The incidence of PKU is high in the United States and among Native Americans. All newborns in the United States are routinely tested for the presence of phenylalanine hydroxylase in the blood.
- Routine blood and urine tests are done on newborns. If those tests detect the presence of excess levels of phenylalanine hydroxylase enzyme, the diagnosis of PKU is confirmed.
- PKU can potentially be identified before the child’s birth. A pregnant woman can seek genetic testing to determine whether the unborn child will be affected by the condition. This is accomplished by amniocentesis or chorionic villus sampling. This testing could be beneficial if the parents already have one kid with PKU. They have a higher-than-normal chance of having another kid with the disease.
How is phenylketonuria treated?
Treatment should be initiated immediately after diagnosis with phenylketonuria (PKU).
The severity of your child's condition or blood levels will determine the therapeutic approach.
- A low-protein diet is the initial line of treatment.
- All high-protein foods (such as meat, eggs, and dairy products) must be excluded from the diet, as well as restricting many other items, such as potatoes and cereals.

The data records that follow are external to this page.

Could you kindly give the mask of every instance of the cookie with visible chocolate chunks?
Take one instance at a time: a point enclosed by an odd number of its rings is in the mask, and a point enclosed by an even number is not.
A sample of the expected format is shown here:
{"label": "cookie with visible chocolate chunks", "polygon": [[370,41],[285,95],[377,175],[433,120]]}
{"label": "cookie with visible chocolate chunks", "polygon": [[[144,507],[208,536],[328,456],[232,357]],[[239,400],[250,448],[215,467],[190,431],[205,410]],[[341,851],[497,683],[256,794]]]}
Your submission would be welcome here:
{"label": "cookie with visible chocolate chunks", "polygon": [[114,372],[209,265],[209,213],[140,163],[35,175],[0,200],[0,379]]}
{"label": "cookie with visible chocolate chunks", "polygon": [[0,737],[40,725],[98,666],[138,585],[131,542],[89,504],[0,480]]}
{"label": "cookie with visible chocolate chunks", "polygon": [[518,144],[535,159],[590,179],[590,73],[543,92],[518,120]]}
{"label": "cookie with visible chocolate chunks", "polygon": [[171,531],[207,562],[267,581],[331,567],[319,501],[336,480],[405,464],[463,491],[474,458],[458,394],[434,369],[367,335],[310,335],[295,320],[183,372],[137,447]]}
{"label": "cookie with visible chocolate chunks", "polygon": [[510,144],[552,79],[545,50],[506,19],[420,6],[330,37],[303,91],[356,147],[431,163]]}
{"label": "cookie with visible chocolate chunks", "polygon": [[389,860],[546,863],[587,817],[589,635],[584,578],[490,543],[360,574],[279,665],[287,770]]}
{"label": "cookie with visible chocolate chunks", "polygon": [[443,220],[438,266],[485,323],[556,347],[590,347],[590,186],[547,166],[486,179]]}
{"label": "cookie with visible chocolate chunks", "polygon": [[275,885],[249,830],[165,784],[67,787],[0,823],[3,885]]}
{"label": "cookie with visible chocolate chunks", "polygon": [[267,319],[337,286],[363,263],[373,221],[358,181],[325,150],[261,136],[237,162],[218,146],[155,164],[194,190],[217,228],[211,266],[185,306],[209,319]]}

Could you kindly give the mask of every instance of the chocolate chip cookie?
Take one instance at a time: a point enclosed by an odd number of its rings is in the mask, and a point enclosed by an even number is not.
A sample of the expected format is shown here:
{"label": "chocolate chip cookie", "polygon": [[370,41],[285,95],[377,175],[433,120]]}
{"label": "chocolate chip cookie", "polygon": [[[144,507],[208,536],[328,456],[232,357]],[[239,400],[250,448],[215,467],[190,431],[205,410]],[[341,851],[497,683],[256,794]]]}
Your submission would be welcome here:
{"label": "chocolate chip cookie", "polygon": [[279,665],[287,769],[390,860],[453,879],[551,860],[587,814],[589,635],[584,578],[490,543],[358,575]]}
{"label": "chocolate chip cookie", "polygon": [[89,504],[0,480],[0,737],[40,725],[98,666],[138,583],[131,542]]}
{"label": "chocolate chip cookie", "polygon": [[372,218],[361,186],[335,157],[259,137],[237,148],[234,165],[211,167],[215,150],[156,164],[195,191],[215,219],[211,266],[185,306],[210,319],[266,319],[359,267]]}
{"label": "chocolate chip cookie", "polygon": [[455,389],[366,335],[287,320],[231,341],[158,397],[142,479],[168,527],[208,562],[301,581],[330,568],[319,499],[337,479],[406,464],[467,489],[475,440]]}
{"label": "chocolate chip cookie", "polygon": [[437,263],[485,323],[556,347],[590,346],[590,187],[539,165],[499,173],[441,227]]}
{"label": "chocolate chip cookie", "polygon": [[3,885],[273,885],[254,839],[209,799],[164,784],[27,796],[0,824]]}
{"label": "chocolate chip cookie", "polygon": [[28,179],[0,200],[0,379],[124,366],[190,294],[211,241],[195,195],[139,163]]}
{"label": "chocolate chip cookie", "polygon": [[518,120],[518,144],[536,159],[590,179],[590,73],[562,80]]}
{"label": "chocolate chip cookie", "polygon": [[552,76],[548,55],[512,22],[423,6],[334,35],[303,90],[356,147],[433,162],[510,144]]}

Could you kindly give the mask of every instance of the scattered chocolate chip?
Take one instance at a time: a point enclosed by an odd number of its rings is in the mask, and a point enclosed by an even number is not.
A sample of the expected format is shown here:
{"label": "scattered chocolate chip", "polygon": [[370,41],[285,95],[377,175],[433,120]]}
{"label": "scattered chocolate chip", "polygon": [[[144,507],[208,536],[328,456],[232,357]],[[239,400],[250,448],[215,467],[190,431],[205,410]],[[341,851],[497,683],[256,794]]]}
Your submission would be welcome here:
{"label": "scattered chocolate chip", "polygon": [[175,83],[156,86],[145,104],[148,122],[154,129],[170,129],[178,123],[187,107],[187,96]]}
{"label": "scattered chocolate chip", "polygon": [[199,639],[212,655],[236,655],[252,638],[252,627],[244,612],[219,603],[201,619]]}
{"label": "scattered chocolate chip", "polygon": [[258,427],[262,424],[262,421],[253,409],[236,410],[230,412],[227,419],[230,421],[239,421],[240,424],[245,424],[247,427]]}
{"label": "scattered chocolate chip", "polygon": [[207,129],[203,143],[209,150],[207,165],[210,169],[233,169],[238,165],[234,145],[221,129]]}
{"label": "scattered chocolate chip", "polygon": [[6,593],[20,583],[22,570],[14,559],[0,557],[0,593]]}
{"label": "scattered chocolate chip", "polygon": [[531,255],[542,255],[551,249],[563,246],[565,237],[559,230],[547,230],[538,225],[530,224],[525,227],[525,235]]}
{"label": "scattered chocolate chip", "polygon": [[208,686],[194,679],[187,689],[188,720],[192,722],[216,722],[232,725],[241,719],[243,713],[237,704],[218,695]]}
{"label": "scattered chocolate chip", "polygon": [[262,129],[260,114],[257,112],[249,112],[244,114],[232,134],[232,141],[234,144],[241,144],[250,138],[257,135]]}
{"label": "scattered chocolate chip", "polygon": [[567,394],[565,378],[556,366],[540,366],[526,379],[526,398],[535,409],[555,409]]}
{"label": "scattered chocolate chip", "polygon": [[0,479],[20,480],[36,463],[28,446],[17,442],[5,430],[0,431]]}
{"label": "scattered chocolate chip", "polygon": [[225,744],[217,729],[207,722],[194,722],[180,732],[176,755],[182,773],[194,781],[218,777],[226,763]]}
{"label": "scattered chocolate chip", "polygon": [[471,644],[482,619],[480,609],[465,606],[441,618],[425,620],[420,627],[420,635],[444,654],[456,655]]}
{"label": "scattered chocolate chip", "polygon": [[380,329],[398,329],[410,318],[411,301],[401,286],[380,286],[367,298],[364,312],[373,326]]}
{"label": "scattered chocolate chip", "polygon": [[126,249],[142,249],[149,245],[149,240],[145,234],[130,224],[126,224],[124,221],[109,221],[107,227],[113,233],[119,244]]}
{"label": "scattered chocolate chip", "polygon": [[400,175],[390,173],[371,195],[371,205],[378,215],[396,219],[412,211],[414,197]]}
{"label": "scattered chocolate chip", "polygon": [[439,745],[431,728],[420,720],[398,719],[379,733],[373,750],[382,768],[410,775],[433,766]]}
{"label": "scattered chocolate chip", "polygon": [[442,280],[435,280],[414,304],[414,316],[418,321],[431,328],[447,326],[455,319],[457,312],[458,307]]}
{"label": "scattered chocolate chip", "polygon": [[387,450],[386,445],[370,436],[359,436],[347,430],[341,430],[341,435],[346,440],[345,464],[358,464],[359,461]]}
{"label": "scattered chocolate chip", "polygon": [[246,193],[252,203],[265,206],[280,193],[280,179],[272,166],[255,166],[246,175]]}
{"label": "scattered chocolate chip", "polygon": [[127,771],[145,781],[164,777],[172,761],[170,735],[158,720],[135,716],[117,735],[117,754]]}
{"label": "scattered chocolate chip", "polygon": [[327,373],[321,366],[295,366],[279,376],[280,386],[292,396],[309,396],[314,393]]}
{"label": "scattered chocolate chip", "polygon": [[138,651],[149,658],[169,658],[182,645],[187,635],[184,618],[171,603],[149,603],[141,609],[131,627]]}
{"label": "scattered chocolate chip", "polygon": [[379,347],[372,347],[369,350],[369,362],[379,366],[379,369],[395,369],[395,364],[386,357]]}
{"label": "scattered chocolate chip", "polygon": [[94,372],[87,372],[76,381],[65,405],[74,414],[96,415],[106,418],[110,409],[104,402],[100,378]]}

- Infants may require a specific formula to limit the quantity of protein they consume.
- An amino acid supplement and protein intake are necessary to ensure enough nutrients and proper growth and health.
- Specifically designed diets with low-protein foods, including flour, rice, and pasta. Following such diets for life will help prevent symptoms of PKU.
- If people with PKU follow a low-protein diet and keep their phenylalanine levels under certain ranges, they will be healthy and their intellectual ability will be unaffected.
- No treatment cures the condition, and the ultimate cure is achieved through a liver transplant.
- The FDA recently approved the drug sapropterin for the treatment of PKU. Sapropterin helps reduce phenylalanine levels.
- This drug must be used in combination with a PKU food plan.
- However, it may not work for everyone with PKU, but it works well in children with mild symptoms of PKU.
- Children diagnosed with PKU require lifelong symptomatic treatment and monitoring to prevent complications.
Can you prevent phenylketonuria?
Phenylketonuria (PKU) is a hereditary disorder that cannot be prevented or avoided. It is an autosomal recessive condition passed on from parent to child, both parents must have a mutant version of the PAH gene for the child to acquire the disease. The child will not get PKU if just one parent has the mutant gene.
Having a mutant gene in both parents does not mean their child will develop PKU; there is a 25 percent risk that the carrier parents will both pass down the faulty gene, causing the child to have PKU.